With this modification, the animation looks as follows:

Animation of the input and output layer of the network with a ReLU over the read-out layer.

From this figure it is evident that the network actually converges pretty quickly and then spends quite some time tweaking the few incorrect outcomes. Notice that the encoding/decoding of the images removes a lot of nuance from the images: for instance the 2 1 pair on the second row has a lot of detail on the left that does not appear on the right.

To look at how the latent space maps images from different digits, we can feed some test set images through the network and record the values of the latent neurons. Here is a scatter plot of this latent space for the first 1000 images from the test set:

Plot of the latent space for the first 1000 digits of the test dataset. Plot of the latent space for the first 1000 digits of the test dataset.

It can be seen that the latent space for the digit 1 is quite well defined, as well as that for 0 and 6. However, the mappings strongly overlap for the digits 4 and 9 as well as for 3 and 8. Note that this mapping is not necessarily a clustering of the data points: there is nothing in the network structure that requires the images of the same digit to lie in the same area of the latent space.
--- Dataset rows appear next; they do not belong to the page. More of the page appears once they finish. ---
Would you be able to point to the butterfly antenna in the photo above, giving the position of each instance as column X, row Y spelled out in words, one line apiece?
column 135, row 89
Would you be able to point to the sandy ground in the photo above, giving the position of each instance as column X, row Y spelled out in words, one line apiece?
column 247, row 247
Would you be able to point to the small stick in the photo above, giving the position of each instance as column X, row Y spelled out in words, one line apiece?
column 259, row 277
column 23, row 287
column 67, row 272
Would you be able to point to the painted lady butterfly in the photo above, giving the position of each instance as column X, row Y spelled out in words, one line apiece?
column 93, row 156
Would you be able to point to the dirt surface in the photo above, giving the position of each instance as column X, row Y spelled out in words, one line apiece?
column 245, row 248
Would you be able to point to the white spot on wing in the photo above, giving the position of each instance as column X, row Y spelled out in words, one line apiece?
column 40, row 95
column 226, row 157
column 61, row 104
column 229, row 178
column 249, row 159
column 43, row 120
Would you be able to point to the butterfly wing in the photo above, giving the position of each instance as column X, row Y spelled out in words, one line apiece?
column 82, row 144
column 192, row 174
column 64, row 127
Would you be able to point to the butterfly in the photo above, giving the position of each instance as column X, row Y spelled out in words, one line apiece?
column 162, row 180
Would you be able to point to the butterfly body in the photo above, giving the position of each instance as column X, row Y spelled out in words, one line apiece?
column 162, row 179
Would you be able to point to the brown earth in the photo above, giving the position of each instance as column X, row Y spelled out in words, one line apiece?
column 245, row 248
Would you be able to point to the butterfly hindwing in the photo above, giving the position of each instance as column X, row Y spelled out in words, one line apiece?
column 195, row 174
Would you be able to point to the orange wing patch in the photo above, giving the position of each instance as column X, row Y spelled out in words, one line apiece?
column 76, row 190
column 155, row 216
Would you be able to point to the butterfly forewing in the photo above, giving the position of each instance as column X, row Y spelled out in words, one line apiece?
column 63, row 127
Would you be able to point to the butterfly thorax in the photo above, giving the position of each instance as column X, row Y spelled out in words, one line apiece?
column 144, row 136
For an exploration of clustering the MNIST dataset, see Chris Olah’s blog. The only requirement is that the encoding is such that the decoder network can reconstruct the input image accurately.

Finally, we can take a point in the latent space and see the image that the decoder network constructs from it. Below is an animation where we walk around a circle in the latent space and show the corresponding output image. This animation shows how digits are transformed into their neighboring digits in the latent space.

Animation of a path through the latent space and the corresponding output images. Note that the mapping here is slightly different than in the previous figure, because this is generated from a different run.

That’s it! The full code can be found on GitHub. I hope you learned something from this post, I know I did!